El presidente del Banco Central, Santiago Bausili, explicó a los senadores que las reservas de oro que no están en el Central se encuentran depositadas en el Bank of International Settlements (BIS) en Suiza, y no en Londres como alegaba el peronismo. Lo dijo durante un plenario de las comisiones de Economía y de Presupuesto y Hacienda de la Cámara Alta, que fue convocado por la reforma de la carta orgánica de la entidad y que obtuvo dictamen favorable para ser tratada en el recinto.
Bausili, además, cuestionó a los senadores Juliana Di Tullio y Martín Soria por preguntarles dónde se encontraba “el oro de los argentinos” y dijo sentirse preocupado por la la falta de “comprensión de texto” de ambos senadores peronistas. Aseguró que esa operación estaba informada y auditada “sin observaciones” por la AGN. Soria lo contradijo y exhibió un informe en su celular que resultó ser una información periodística. “Ah, contestó Bausili, sería bueno que leyera el informe de la AGN”.
En su cuestionamiento Soria, con un lenguaje descalificador al Gobierno y a sus funcionarios, alegó que el Banco Central no había dado la información correspondiente a la AGN sobre el traslado de las reservas y hasta arriesgó que podían estar en la Isla de Man que pertenece a la Corona Británica.

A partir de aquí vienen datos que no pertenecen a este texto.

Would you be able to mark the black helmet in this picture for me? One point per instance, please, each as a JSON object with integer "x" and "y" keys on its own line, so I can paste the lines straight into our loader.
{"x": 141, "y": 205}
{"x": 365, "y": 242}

Bausili, en sus argumentaciones, explicó que se trata de una suerte de banco central de los bancos centrales. El funcionario opinó que era “fácil armar una telenovela” con ese tema.
REFORMA
En relación a la reforma de la Carta Orgánica del Banco Central, dirigida a devolver a la entidad el objetivo único de preservar el valor de la moneda e impedir el emisionismo para combatir la inflación, se obtuvo el dictamen en comisión para ser tratada en el recinto de la Cámara Alta.
La iniciativa cuenta con sanción de la Cámara de Diputados y fue rechazada en duros términos por el peronismo, incluso con agravios para los funcionarios del Banco Central presentes en la reunión, donde estuvieron, además de Bausili, el vicepresidente Vladimir Werning. Al presidente a la entidad, Soria lo calificó de “caradura” después de acusarlo de representar a los poderes económicos. También enrostró a ambos por su trayectoria en la actividad financiera.

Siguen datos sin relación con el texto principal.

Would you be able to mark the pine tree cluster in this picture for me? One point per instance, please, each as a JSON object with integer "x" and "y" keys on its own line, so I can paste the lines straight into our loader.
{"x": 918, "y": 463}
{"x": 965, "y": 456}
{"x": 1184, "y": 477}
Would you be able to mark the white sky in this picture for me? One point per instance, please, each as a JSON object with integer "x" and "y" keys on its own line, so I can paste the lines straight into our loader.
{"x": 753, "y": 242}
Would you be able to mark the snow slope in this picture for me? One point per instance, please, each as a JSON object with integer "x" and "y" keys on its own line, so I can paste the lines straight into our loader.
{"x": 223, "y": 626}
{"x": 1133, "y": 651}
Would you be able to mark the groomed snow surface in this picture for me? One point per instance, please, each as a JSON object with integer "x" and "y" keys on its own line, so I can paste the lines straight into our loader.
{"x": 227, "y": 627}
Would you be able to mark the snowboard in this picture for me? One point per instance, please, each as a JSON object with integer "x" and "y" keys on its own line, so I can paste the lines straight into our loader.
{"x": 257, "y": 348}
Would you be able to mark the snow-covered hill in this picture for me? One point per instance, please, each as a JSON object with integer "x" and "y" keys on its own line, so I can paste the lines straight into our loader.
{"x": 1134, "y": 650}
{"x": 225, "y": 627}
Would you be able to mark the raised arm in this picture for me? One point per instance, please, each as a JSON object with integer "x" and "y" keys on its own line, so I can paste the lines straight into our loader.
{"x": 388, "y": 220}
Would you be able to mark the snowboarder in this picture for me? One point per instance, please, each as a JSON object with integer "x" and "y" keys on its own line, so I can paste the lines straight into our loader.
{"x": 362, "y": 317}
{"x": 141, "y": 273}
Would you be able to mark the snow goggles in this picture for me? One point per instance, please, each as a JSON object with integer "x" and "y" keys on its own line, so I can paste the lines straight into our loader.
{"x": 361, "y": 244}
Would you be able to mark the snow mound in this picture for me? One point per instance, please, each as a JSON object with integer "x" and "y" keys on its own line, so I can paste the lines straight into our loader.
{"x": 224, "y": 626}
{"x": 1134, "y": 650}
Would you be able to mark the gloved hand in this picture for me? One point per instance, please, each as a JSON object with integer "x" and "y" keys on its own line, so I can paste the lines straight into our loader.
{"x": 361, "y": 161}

La reforma impulsada por el Gobierno promueve la autonomía de la entidad monetaria poniendo como condición para que su presidente pueda ser removido una mayoría de dos tercios los votos en ambas Cámaras del Congreso. Dispone también la eliminación de la emisión para financiar el déficit fiscal y el uso de las “ganancias” de la entidad -que son simples asientos contables- con igual objetivo. Pone fin asimismo al uso de las letras intransferibles (por ejemplo, Leliqs) que funcionaron como instrumento financiero para que los gobiernos kirchneristas pudieran hacerse de los dólares del BCRA.

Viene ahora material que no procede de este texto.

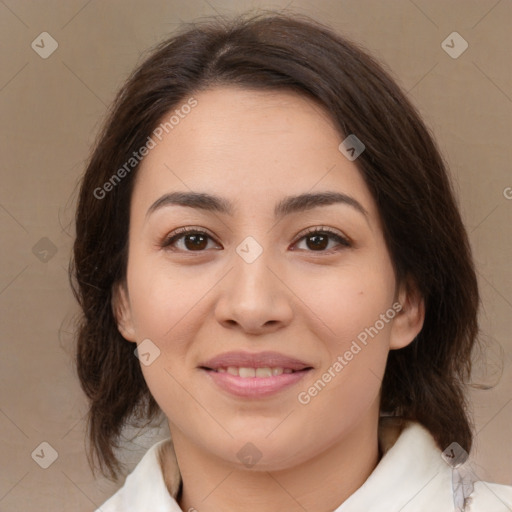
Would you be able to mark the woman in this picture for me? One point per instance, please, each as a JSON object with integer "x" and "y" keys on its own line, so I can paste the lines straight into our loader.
{"x": 269, "y": 252}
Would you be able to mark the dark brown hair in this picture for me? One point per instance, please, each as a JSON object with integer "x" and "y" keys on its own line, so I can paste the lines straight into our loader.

En su exposición, Werning cuantificó el “daño patrimonial” que había causado desde 2003 el emisionismo y el uso del Central para financiar al Tesoro en 550 mil millones de dólares, equivalentes al 85% del PBI. Señaló que la consecuencia del “impuesto inflacionario” generado por los sucesivos gobiernos desde ese momento había sido pagado por toda la población, que su monto alcanzó los 390 mil millones de dólares y que la sociedad se había defendido de la exacción promovida desde el Estado con ahorro doméstico muy bajo y fuerte fuga de capitales. En conclusión, la inflación tuvo como consecuencias directas una licuación de los salarios y las jubilaciones, la desmonetización de la economía y varias crisis cambiarias.
Por su parte, el kirchnerismo cuestionó el proyecto con dos argumentos principales. El primero consistió en descalificarlo en tanto instrumento de la política económica del Gobierno y el segundo, al considerar una “vergüenza” que se quisiera dar estabilidad a los directivos del Central.